Author: Hendrik Boom Date: To: dng Subject: [DNG] Long-term archiving versus medium fallibility
These days an increasing amount of my personal information, bookd,
mementos, family photos, and work data are being kept on digital media.
And those are vulnerable.
It's well-known that to archive files long-term (say, ten years or more)
it is necessary to keep multiple copies, preferably on different media.
So this is what I'd like to do with my critical files.
Yet these files are also working files, are kept online, and
legitinately need to be modified from time to time.
So I keep backups. Currently I use rdiff-backup, which does have the
ablity to keep older as well as newer versions of files on the same
backup drive. And I keep multple backups.
(This might even help somewhat against ransomware attacks)
--
Now storage media deteriorate over time.
It is necessary to read and transfer data from old media to new from
time to time. Yes, I know that.
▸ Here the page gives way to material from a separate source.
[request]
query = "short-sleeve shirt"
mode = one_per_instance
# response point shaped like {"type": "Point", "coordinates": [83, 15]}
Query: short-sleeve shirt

My present method is to keep
everything on my server, and make regular backups.
(OK, my backuos aren't all *that* regular, but I try)
Now the master copy is the working file system of my server.
And even in the absence of ransomware, there are occasional disk
failures.
Yes, I use a RAID so any detected disk failures don't cause immediate
data loss. (it also has the side effect of letting me continue running
apparently unaffected from the time a disk has failed until I manage to
replace it.
And I also use the ext4 file system against unexpected shutdowns. Yes,
I journal everything, not just metadata. So after a crash, or
unexpected power outage, the file system is easy to restore to a
consistent state.
Now for further protection against data failure, I'd like to introduce
checksumming. This is available with btrfs and zfs (or is it xfs? I
forget which is which).
But ... all of this relies on valid RAM.
Copying files to or from backup, updating files, all of it is done by
copying into RAM and then copying it from RAM. In the presence of
faulty RAM, even a backup copy could be seriously damaged.
And this is worse with the newer b-tree file systems, which are
constantly copying data. - even data which hasn't changed. A single
update will read a large block of data from disk, make the changes, and
write it back. The entire block is this written back, complete with
changes, bit-failures from RAM problems, and a new check-sum to validate
the bad bits.
I'm told the maintainers of thse file-systems laugh at you if you're not
using ECC memory.
---
Now I'm wondering how to introduce chack-summing to protect against this
kind of data loss despite occasionally (but rarely) filing memory.
* I could run memory checks frequently to catch failing memory. But the
circumstances in ordinary operation differ from the circumstances of the
memory check program, and faulty memory might fail to be detected.
* I could install ECC memory. But that has become difficlt to get, and
some processors on the mass market won't even handle it properly.
* I could hope the ext4 developers will add checksums to the ext4 file
system, possibly renaming it to ext5.
* Or I could try doing my own checksuming. Perhaps checksumming
everythin in the file system and catching files whose checksums have
changed without a new modification date. This could be done at backup
time, flaggin such discrepancies for manual attention. (note: need to
check the checksum on the backup, too).